Newswise — A teaspoon of soil can contain as many as 1 billion bacteria, but most of them are completely harmless, or even beneficial. That also means that if someone with nefarious intentions adds dangerous bacteria to the soil, it can be difficult to sort out the good from the bad.
That’s why the Defense Advanced Research Projects Agency (DARPA) has awarded a $14.2 million grant to a team led by professors at Texas A&M to develop a way to quickly detect which bacterial pathogens are present in a soil or water sample. In an age where bioterrorism is a very real concern, DARPA is working on new ways to detect potential human-introduced pathogens in the environment—before people become ill.
“Dirt is not simple,” said James Samuel, PhD, Regents Professor and head of the Department of Microbial Pathogenesis and Immunology at the Texas A&M College of Medicine and principal investigator of this project. “In the past, we’ve only known about the bacteria that are able to be grown on a petri dish in the lab, but that’s only a fraction of what’s really there, whether we’re talking about in the soil or in your stomach. It’s not a trivial problem.”
Classifying bacteria, even those that can’t be grown and characterized in the traditional petri dish way, is a problem the team is working to solve.
Samuel, along with Arum Han, PhD, professor in the Department of Electrical and Computer Engineering, and Paul deFigueiredo, PhD, associate professor, and Erin Van Schaik, PhD, research assistant professor, both in the Department of Microbial Pathogenesis and Immunology, and other colleagues at Texas A&M, will try to create a device to rapidly and efficiently characterize the harmfulness of bacteria in the environment—essentially “culturing the unculturable,” Samuel said.
They will do this by screening each microorganism in the sample to see if it has the properties of a pathogen.
“There are unique qualities that pathogens have that non-pathogens do not,” Samuel said. “For example, pathogens have the ability to kill specifically eukaryotic cells types, including human cells, as part of their pathogenic strategy.”
But because no one can screen millions of cells by hand, the team is working on building a microfluidic device to do so automatically.
“Testing millions of cells to see whether they are potentially harmful or not, one cell at a time, cannot be achieved within a reasonable time frame even with the most advanced robotic liquid handling system,” Han said. “This is where the beauty of microfluidic devices comes in, where it can be used to test and probe every one of the millions of cells for their pathogenic traits with single-cell resolution.”
First, it will create water-in-oil emulsion droplets, each encapsulating a single bacterial cell. These droplets will each have eukaryotic host cells with the potential pathogen. “You need to see what happens when they’re together,” Samuel said. That’s the next step: high-throughput phenotyping, in which each bacterial cells can be characterized according to certain characteristics.
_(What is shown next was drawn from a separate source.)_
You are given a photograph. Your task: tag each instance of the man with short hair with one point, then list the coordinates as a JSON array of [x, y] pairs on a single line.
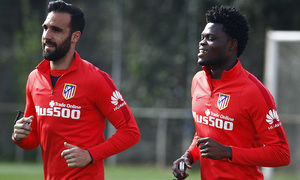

The final step is metagenomic analysis on each particle. Although this might seem to be the easy part, most of the time genetic sequencing is done on samples that have thousands (if not millions) of cells. Sequencing a single cell, on the other hand, is very new technology, and in this case, that information has to be referenced back to each individual bead.
“You have to label the DNA from each cell, uniquely, so you can backtrack,” Samuel said.
The goal is for the device to then take all of this data—the genomics and the phenotypes of each droplet—and put it all into an algorithm to create a readout that will predict whether pathogens are present in the sample, and if so, which ones they are.
“You commonly hear about big data…this is big data,” Samuel said. “You have to relate all of this information back to each particle in a massive database.”
To help with different aspects of this project, the Texas A&M team, which also includes Arul Jayaraman, PhD, the Ray B. Nesbitt Professor of Chemical Engineering, and Tony Provin, PhD, professor and extension specialist of the soil and crop sciences, is collaborating with other groups at the University of Oklahoma, University of California San Francisco, the University of Virginia, and the Argonne National Lab.
This information can then be used for a variety of applications, from knowing which antibiotic to give to someone exposed or—in the case of purposefully created bacteria—a way to track it back to its source.
“Until you know what pathogens are in the environment, you can’t know how to counter them,” Samuel said. “That’s what this project aims to find out.”